More interesting is his analysis is, first, his diagnosis of the problem as structural. Newspapers are supposed to follow the news; that is what makes them good newspapers. For better or for worse, in our democracy, news is what important people do, and so when these important people have meetings where they tell journalists what is newsworthy, journalists typically publish it. This leads to a bias toward information from official sources and often devolves into what Gelb describes as he said/she said reporting. He asserts that this is fine - or at least functional - for day to day affairs, but in cases like the Iraq war is insufficient and constitutes an abdication of responsibility on the part of the fourth estate. Of course, one has to wonder when the administration’s agenda should not be subject to the highest level of scrutiny - is military conflict the only issue worthy of close attention by the press?

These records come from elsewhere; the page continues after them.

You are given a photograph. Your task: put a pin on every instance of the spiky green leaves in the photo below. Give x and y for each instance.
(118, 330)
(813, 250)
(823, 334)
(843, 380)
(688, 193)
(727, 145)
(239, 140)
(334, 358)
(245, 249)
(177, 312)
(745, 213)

Second, he suggest a few different means of shifting newspaper culture to something a bit more conducive to good reporting, most significant among them (to me) the recommendation that journalists be encouragesd to be educated on the things on which they are reporting. Namely, that they should read books. The reason that news analysis reproduces political back-and-forth rhetoric is, in part, because journalists do not understand the policies that they are writing about. There is no doubt in my mind that this is the case. On the other hand, though, one has to wonder which Americans and consumers of these newspapers abroad are interested in reading detailed policy analysis. Just something to consider.